A letter to my friend Manoj
Hey buddy,
To me.. it is not a news item to share..
I am shocked beyond saying RIP
I firmly believe there should be peace in living and nothing matters after that...
I knew you 20 years ago as a smart, reticent class mate..
But the last three years has been very special because I came to know you,
Flaws and wounds..
Dreams and aspirations..
Someone who was more human than many..
Very deep and sensitive...
Very special to me especially since
I am all flaws and sensitive too
I could connect with you easily
It was you who compliments me after these many years ,
Of all the very small handful of friends I do have,
No one takes a second look at my paintings like you did and found yourself in that,
No one from my past friends validated me for my life which is not what I envisioned when young,
No one opened up about their life with trust like you did,
No one made me look up a word from a dictionary in a very long time,
No one told me many things new that I didn't already know ,
You were the uncle from a brother that I didn't have for my kid,
I can't even type in all the things you were for me the past three years ,
You kept telling me that I was your Jeeves to your Wooster and you thought I was an intellectual friend .

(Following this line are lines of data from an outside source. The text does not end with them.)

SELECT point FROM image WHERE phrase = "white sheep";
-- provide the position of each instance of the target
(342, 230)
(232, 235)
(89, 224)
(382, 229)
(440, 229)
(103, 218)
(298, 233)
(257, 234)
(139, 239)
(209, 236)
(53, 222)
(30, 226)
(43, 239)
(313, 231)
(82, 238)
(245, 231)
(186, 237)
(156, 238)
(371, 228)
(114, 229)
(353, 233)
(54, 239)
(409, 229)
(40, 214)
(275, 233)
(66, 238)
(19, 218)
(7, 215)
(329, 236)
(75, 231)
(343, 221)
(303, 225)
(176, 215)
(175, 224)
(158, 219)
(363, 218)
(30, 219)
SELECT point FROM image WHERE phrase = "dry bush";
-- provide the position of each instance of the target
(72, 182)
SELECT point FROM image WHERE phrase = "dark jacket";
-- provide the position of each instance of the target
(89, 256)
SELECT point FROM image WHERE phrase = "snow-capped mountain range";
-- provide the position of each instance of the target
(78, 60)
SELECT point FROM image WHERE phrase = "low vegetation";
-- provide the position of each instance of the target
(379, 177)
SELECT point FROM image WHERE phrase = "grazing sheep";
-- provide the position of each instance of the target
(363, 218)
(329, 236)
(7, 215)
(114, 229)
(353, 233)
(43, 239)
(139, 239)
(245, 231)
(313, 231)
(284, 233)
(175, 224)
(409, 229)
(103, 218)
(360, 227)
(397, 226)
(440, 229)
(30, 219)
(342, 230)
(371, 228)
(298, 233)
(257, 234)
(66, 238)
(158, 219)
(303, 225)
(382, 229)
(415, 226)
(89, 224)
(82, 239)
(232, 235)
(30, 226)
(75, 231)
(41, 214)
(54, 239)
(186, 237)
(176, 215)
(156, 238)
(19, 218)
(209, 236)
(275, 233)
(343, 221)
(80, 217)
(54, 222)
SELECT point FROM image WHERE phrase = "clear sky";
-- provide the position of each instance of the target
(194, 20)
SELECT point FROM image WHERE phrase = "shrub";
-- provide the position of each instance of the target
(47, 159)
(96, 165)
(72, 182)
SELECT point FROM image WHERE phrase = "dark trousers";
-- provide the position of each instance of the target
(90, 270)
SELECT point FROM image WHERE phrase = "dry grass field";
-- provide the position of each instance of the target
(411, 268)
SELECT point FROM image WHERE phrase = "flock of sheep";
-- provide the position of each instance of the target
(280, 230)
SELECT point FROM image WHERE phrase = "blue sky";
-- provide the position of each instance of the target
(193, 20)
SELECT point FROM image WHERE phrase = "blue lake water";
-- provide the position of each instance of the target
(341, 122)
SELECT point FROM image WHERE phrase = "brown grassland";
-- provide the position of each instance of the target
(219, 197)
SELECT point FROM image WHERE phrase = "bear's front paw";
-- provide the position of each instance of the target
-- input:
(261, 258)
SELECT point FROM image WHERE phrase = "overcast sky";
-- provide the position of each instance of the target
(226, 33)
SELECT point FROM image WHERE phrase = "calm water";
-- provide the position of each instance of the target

You might have thought of these for any other friends too but you did it for me
You made me talk with friends I lost touch with,
You made me more spiritual and take a different look at things,
You thought you impinge on my time,
My family thought you were my friend,
They both cried when I told this cause they literally know of no other friend I talk often with,
I am just devastated that I won't have my friend who seeks out to tell me his high and low tales,
I might still have to return the book i borrowed from college, I don't remember if it was uncannily"sunshine at blandings",
You are truly missed my friend ,
I don't have many people I can discuss PGW with
I know you don't do social media,
I told you to write up your thoughts and adventures,
I still write this up cause memory is funny and time is too.
I know this is not enough of an ode,
Life is precious and this is the only way I can process your loss,
I will miss your calls and messages on random topics I need to google,
Time will heal but till then a small part of me will be in void and missing the friend from high above the clouds when living and now.